Description
Galaktoboureko is a traditional Greek dessert featuring silky semolina custard encased in crisp layers of buttery phyllo, all soaked in a fragrant lemon syrup. It’s a rich, comforting sweet that’s perfect for celebrations or everyday indulgence.
Ingredients
- Whole Milk: 4 cups – delivers a creamy, rich base for the custard.
- Fine Semolina: 3/4 cup – thickens the custard into silky smoothness.
- Granulated Sugar: 1 cup – adds sweetness to both custard and syrup.
- Eggs: 4 large – enrich the custard, giving it structure and shine.

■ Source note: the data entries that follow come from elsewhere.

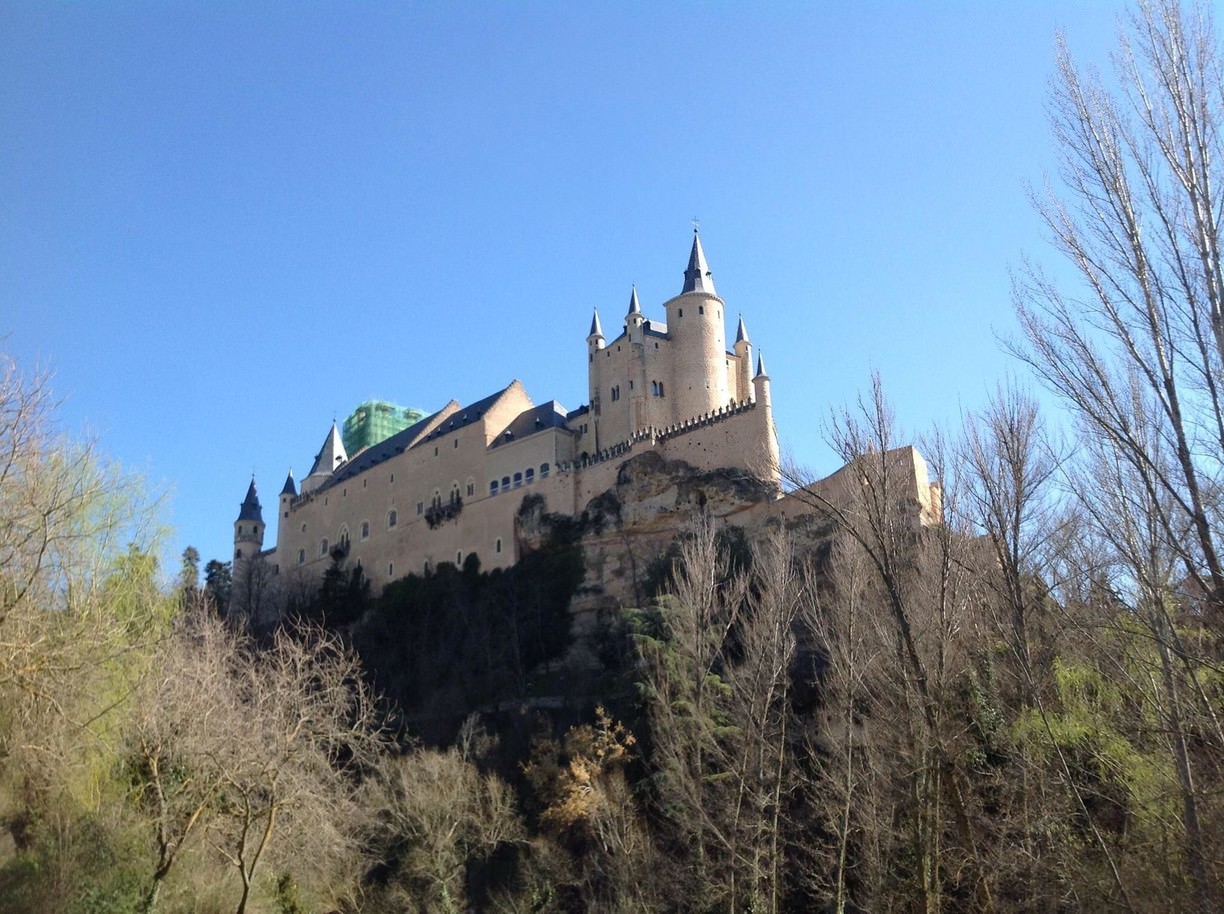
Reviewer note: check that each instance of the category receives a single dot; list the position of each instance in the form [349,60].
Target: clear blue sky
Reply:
[224,224]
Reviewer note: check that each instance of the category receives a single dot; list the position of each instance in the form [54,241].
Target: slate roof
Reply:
[537,419]
[398,443]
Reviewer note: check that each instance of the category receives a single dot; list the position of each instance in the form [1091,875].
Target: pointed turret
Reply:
[596,327]
[251,508]
[769,460]
[743,348]
[331,455]
[329,458]
[698,277]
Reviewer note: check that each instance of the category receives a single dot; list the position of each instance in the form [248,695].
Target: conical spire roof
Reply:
[698,277]
[760,366]
[331,455]
[250,508]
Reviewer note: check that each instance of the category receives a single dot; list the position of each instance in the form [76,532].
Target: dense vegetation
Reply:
[1014,705]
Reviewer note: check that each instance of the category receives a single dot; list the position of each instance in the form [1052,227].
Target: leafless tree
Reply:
[1136,349]
[719,679]
[1138,344]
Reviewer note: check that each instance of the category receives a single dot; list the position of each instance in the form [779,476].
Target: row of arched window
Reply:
[524,477]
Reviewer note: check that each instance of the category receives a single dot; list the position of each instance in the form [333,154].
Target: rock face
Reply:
[628,527]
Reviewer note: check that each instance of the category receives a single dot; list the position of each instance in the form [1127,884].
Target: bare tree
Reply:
[899,535]
[719,678]
[1136,349]
[443,814]
[1138,344]
[305,731]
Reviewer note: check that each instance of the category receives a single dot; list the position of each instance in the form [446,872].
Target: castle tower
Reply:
[743,364]
[699,341]
[249,526]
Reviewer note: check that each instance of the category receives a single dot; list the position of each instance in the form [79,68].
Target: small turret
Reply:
[770,456]
[743,364]
[760,383]
[595,338]
[249,526]
[331,456]
[698,277]
[634,318]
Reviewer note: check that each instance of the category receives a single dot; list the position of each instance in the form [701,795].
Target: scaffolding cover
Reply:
[376,421]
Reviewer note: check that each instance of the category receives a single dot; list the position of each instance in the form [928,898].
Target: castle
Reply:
[449,486]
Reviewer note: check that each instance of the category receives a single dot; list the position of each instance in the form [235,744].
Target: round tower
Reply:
[249,526]
[699,341]
[288,493]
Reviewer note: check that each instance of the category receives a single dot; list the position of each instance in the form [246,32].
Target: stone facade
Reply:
[451,486]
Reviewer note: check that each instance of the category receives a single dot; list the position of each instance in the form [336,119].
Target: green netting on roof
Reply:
[375,421]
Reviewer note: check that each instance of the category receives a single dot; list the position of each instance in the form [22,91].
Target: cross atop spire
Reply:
[760,366]
[250,507]
[698,277]
[331,455]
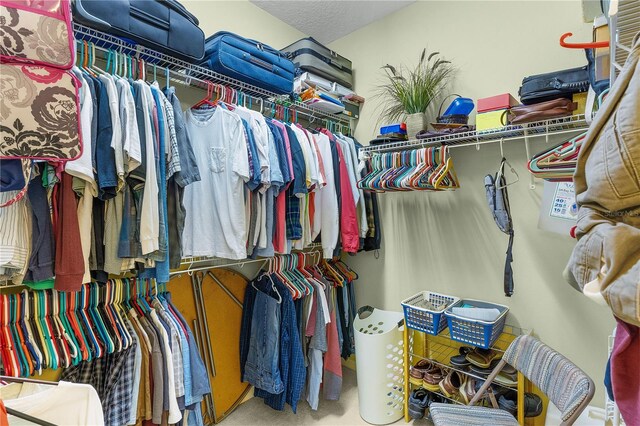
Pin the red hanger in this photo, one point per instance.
(591, 45)
(207, 99)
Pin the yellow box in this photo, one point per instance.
(581, 100)
(491, 120)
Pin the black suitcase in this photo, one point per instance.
(162, 25)
(553, 85)
(309, 55)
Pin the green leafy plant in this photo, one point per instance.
(410, 91)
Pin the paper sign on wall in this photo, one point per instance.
(564, 204)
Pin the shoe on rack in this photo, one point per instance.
(432, 378)
(452, 383)
(507, 377)
(532, 405)
(468, 390)
(483, 357)
(418, 403)
(416, 373)
(508, 404)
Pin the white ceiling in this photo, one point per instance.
(328, 20)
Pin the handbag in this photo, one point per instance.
(39, 113)
(37, 32)
(555, 108)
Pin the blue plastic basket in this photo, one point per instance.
(420, 315)
(475, 332)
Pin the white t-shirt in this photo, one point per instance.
(82, 167)
(215, 223)
(64, 404)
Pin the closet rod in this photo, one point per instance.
(162, 61)
(264, 103)
(241, 263)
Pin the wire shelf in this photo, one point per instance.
(162, 61)
(574, 123)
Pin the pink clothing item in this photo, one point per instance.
(280, 236)
(332, 364)
(287, 144)
(314, 145)
(348, 219)
(311, 323)
(625, 372)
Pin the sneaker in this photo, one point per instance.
(509, 405)
(452, 383)
(416, 373)
(468, 390)
(418, 403)
(432, 378)
(532, 405)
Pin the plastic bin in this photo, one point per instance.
(475, 332)
(418, 315)
(379, 365)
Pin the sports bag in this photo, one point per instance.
(162, 25)
(554, 108)
(249, 61)
(553, 85)
(37, 32)
(309, 55)
(498, 200)
(39, 113)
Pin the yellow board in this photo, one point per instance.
(224, 317)
(491, 120)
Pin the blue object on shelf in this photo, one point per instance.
(460, 106)
(393, 128)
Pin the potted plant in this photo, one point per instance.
(408, 93)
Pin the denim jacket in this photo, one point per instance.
(605, 263)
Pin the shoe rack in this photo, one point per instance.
(439, 350)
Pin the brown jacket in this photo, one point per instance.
(607, 182)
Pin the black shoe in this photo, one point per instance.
(418, 403)
(532, 405)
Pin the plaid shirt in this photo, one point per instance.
(112, 378)
(292, 369)
(174, 156)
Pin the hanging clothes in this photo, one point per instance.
(295, 304)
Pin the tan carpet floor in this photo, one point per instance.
(331, 413)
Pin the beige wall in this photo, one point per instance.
(243, 18)
(448, 242)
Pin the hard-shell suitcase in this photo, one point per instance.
(162, 25)
(309, 55)
(553, 85)
(249, 61)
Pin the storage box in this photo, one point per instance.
(491, 120)
(581, 100)
(493, 103)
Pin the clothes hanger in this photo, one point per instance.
(69, 300)
(23, 314)
(32, 331)
(22, 357)
(90, 330)
(64, 353)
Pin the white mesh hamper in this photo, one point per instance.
(379, 358)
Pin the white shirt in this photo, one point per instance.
(64, 404)
(129, 120)
(327, 218)
(215, 223)
(150, 212)
(82, 167)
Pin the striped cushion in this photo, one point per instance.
(561, 380)
(458, 415)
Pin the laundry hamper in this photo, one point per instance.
(379, 365)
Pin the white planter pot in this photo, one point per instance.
(415, 123)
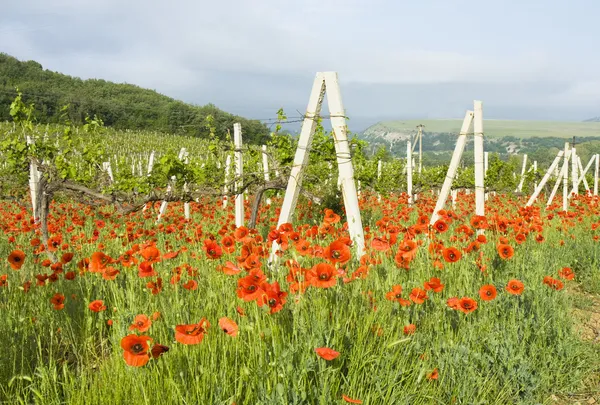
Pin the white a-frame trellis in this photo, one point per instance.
(474, 117)
(325, 83)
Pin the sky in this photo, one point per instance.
(396, 59)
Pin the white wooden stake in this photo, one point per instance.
(479, 169)
(452, 169)
(239, 170)
(266, 167)
(539, 188)
(574, 167)
(226, 187)
(560, 177)
(596, 173)
(409, 172)
(34, 184)
(583, 172)
(566, 176)
(520, 186)
(325, 82)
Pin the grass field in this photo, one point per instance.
(497, 128)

- Unsalted Butter: 1 cup (melted) – layers flavor and crispness between phyllo sheets.
- Phyllo Dough: 1 package (16 oz) – forms the delicate, flaky crust.

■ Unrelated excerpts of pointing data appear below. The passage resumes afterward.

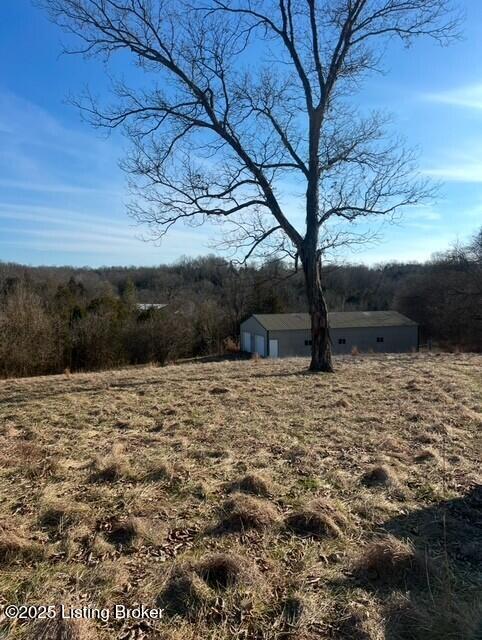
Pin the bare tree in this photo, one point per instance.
(243, 101)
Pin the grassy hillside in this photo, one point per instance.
(248, 500)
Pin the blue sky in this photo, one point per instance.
(62, 195)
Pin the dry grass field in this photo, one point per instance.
(247, 500)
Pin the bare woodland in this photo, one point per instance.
(238, 103)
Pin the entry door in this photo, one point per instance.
(259, 345)
(273, 348)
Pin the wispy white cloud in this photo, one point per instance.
(468, 96)
(56, 187)
(460, 172)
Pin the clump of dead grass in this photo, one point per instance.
(112, 467)
(428, 455)
(380, 476)
(222, 570)
(60, 513)
(360, 622)
(130, 532)
(392, 562)
(60, 629)
(15, 547)
(184, 594)
(242, 512)
(252, 483)
(319, 518)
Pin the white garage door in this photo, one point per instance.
(246, 341)
(259, 345)
(273, 348)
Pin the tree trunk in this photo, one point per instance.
(320, 332)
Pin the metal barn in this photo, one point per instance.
(278, 335)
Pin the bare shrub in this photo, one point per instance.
(28, 344)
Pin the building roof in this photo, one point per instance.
(337, 319)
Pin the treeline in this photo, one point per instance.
(53, 319)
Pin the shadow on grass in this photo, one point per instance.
(426, 571)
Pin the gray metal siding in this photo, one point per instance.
(255, 329)
(395, 340)
(291, 343)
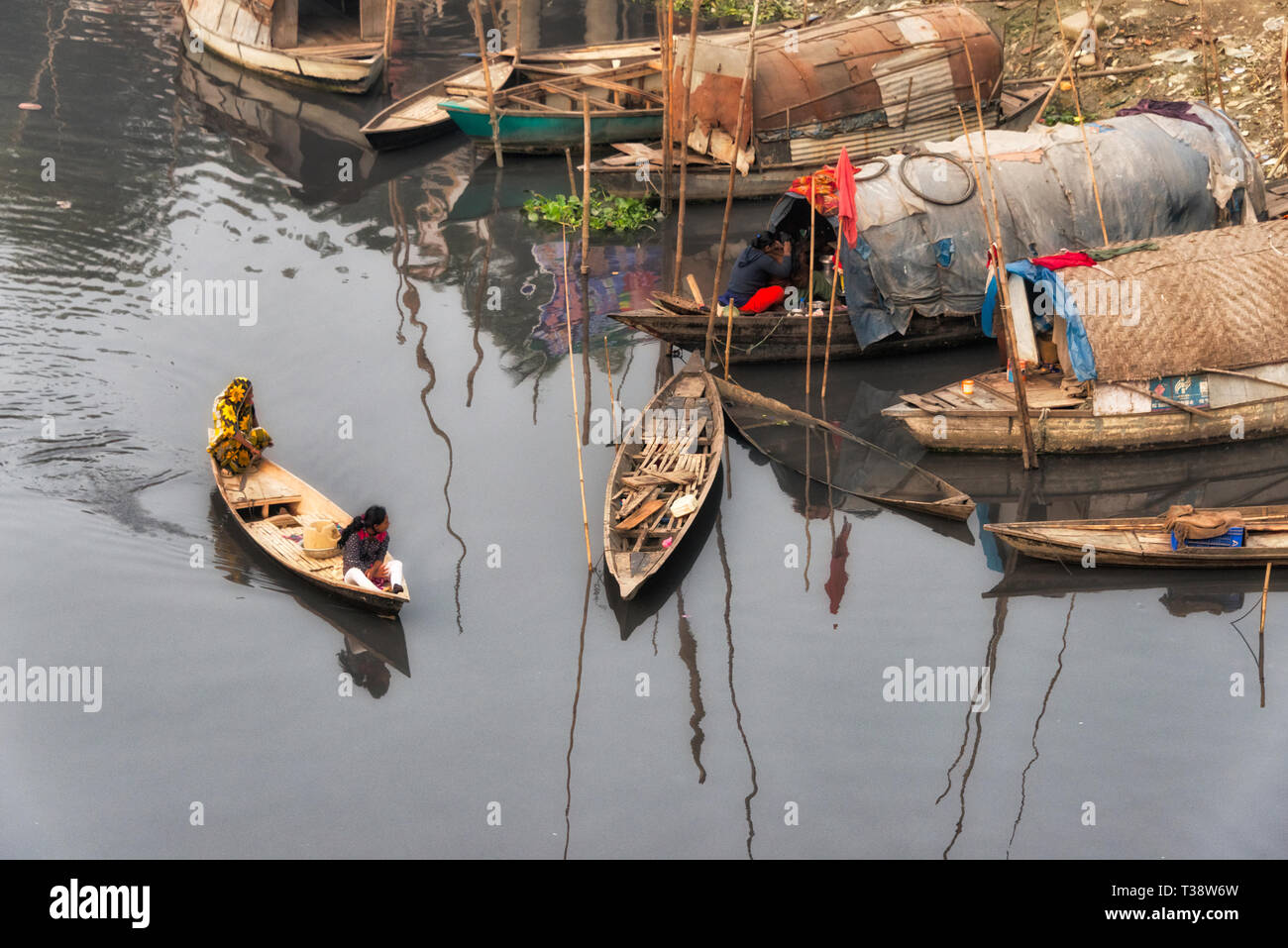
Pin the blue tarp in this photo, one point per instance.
(1048, 287)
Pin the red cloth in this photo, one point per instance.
(845, 210)
(763, 299)
(1060, 261)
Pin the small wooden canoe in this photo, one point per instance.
(781, 337)
(853, 467)
(417, 117)
(271, 506)
(1145, 541)
(673, 451)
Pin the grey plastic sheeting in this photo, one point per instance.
(1157, 176)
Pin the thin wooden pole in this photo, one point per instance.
(576, 421)
(831, 308)
(585, 188)
(1283, 80)
(612, 398)
(1082, 127)
(809, 291)
(684, 147)
(748, 65)
(390, 12)
(665, 27)
(487, 82)
(1068, 60)
(518, 33)
(1033, 39)
(1216, 64)
(1021, 401)
(1261, 636)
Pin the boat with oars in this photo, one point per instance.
(1184, 537)
(662, 475)
(283, 515)
(308, 43)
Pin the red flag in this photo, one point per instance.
(846, 210)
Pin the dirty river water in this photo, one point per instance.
(738, 708)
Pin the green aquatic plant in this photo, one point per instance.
(605, 211)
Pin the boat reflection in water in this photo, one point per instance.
(370, 644)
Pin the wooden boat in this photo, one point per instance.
(419, 117)
(271, 506)
(1199, 357)
(848, 464)
(673, 451)
(301, 42)
(706, 180)
(545, 114)
(1144, 541)
(781, 337)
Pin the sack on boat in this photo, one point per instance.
(1185, 524)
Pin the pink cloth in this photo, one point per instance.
(846, 211)
(1060, 261)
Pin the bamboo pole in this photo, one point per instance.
(1082, 127)
(390, 12)
(1283, 81)
(1068, 60)
(487, 82)
(831, 309)
(1261, 636)
(612, 398)
(1021, 399)
(1216, 63)
(585, 188)
(809, 292)
(666, 35)
(748, 65)
(576, 421)
(684, 146)
(518, 33)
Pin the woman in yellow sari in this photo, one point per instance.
(239, 440)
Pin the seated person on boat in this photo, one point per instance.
(758, 277)
(239, 441)
(365, 544)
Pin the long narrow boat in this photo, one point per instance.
(670, 454)
(1145, 541)
(706, 180)
(545, 114)
(300, 42)
(419, 116)
(781, 337)
(273, 506)
(841, 460)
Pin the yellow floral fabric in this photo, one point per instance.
(232, 416)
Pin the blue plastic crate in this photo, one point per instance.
(1232, 537)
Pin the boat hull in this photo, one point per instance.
(308, 502)
(548, 133)
(1086, 433)
(340, 73)
(785, 338)
(1146, 543)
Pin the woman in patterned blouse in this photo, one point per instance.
(365, 544)
(239, 441)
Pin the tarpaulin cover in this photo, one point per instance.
(1061, 303)
(1157, 176)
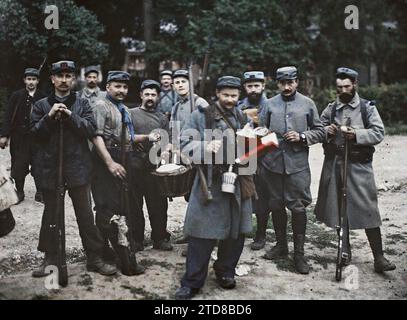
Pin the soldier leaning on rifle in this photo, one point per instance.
(15, 129)
(227, 218)
(79, 126)
(146, 120)
(284, 174)
(367, 131)
(108, 175)
(91, 91)
(168, 97)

- Vanilla Extract: 2 teaspoons – adds warmth and depth to the custard.
- Lemon Zest: 1 teaspoon – brightens the custard with a citrusy hint.
- Water: 1 cup – base for the syrup.
- Lemon Juice: 1 tablespoon – balances sweetness in the syrup.
- Cinnamon Stick: 1 – infuses the syrup with a warm spice note.
Instructions
- Preheat Your Equipment: Preheat your oven to 350°F (175°C) and butter your baking dish thoroughly.
- Combine Ingredients: In a saucepan, bring milk to a gentle simmer. Add semolina and sugar gradually, stirring constantly until thickened. Remove from heat and temper in the beaten eggs, whisking quickly. Add vanilla and lemon zest.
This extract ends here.